Studies on the Mechanism of the Epileptiform Activity Induced by U18666A. II. Concentration, Half‐Life and Distribution of Radiolabeled U18666A in the Brain

Abstract

The concentration, half-life and distribution in brain of U18666A [3-.beta.-(2-diethylaminoethoxy)-androst-5-en-17-one HCl], a drug that can drastically alter cerebral lipids and induce a chronic epileptiform state, was determined following both acute and chronic drug administration in rats. U18666A specifically labeled with tritium was prepared by custom synthesis. Brain levels of 1 .times. 10-6 M and higher were reached soon after giving an acute 10-mg/kg dose (i.p. or s.c.) of U18666A containing 7-3H-U18666A of known specific activity. A steady state concentration of 1-2 .times. 10-6 M was reached with chronic injection of 10 mg/kg every 4th day, a treatment schedule that results in altered brain lipids and induction of epilepsy if begun soon after birth. The disappearance of U18666A from both brain and serum was described by 2 similar biexponential processes, a brief rapid clearance (t1/2 = 10 h) and a sustained and much slower one (t1/2 = 65 h). Brain levels of the drug were .apprx. 10 times higher than serum examined at all times. Few differences were seen in the regional distribution of radiolabeled drug in brain as determined by both direct analyisis and by autoradiographic examination; the drug did concentrate in lipid-rich subcellular fractions.

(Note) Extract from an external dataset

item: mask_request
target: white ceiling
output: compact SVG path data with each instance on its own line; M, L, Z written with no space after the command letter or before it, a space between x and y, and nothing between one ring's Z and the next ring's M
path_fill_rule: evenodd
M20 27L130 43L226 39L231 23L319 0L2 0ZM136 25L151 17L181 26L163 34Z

For example, the synaptosome and myelin fractions each contained .apprx. 25-35% of both the total 3H-labeled drug and total lipid in whole brain. The lipid composition of these fractions was drastically altered in treated animals. The chronic epileptiform state induced by U18666A does not appear to involve localization of the drug in a specific brain region or particular cell type. Rather, the condition could involve localization of the drug in lipid-rich membranes and marked changes in the composition of these membranes.